6 HISTORIC INTEREST RATES
Details of historic EURIBOR rates can be obtained from Reuters.
7 OPERATIONAL INFORMATION
(i) ISIN: XS3303714045
(ii) Common Code: 330371404
(iii) CMU Instrument Number: Not Applicable
(iv) Clearing System: Euroclear Bank SA/NV and Clearstream Banking S.A.

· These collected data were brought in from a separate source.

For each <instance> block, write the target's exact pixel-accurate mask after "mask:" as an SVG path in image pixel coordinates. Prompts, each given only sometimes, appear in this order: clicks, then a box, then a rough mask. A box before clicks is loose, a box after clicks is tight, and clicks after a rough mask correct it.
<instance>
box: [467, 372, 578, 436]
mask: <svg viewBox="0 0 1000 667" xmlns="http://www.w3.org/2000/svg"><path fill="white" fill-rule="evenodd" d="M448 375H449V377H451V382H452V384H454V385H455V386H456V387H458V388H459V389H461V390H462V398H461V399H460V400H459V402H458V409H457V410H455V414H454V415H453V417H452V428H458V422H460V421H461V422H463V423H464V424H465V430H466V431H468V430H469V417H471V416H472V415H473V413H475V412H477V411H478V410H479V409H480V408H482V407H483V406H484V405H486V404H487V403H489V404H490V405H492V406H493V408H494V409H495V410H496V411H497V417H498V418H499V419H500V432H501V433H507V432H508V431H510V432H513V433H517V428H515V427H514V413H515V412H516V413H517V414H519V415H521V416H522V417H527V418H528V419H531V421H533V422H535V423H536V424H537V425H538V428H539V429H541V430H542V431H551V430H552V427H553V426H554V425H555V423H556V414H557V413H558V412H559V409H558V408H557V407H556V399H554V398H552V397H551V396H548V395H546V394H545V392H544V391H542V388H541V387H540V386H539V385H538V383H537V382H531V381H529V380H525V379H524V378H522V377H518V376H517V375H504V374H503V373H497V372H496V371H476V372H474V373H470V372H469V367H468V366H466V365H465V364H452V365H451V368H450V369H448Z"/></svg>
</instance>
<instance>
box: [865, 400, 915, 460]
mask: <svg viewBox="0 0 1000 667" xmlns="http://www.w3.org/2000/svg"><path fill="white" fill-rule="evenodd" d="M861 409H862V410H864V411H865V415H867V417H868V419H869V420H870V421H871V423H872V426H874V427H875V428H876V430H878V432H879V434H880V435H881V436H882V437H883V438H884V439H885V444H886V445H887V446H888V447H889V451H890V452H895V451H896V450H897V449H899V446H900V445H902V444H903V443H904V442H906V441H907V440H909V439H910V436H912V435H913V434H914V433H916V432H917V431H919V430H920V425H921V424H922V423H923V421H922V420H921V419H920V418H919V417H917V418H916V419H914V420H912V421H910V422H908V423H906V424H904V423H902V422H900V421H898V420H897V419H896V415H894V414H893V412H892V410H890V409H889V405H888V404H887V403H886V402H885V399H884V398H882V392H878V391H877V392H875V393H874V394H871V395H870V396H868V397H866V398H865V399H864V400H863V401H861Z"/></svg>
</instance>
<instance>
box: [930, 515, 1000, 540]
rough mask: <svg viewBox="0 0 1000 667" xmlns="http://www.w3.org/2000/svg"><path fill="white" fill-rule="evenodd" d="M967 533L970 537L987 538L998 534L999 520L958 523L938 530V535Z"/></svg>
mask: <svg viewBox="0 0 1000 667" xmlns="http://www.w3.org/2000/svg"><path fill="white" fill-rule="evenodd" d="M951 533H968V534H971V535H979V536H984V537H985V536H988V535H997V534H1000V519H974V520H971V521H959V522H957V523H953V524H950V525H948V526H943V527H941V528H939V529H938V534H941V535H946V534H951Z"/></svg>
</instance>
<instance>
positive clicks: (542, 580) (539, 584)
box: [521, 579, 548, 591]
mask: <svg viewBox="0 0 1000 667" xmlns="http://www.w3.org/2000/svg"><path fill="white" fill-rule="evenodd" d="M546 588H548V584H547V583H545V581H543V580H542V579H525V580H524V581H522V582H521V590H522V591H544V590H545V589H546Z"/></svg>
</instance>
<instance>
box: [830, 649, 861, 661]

(v) Any clearing system(s) other than Euroclear Bank SA/NV and Clearstream Banking S.A. and the relevant identification number(s): Not Applicable
(vi) Delivery: Delivery free of payment
(vii) Names and addresses of additional Paying Agent(s) / Registrar(s) (if any): Not Applicable
(viii) Intended to be held in a manner which would allow Eurosystem eligibility: No
Whilst the designation is specified as "no" at the date of these Final Terms, should the Eurosystem eligibility criteria be amended in the future such that the Notes are capable of meeting them the Notes may then be deposited with one of the ICSDs as common safekeeper. Note that this does not necessarily mean that the Notes will then be recognised as eligible collateral for Eurosystem monetary policy and intra day credit operations by the Eurosystem at any time during their life. Such recognition will depend upon the European Central Bank being satisfied that Eurosystem eligibility criteria have been met.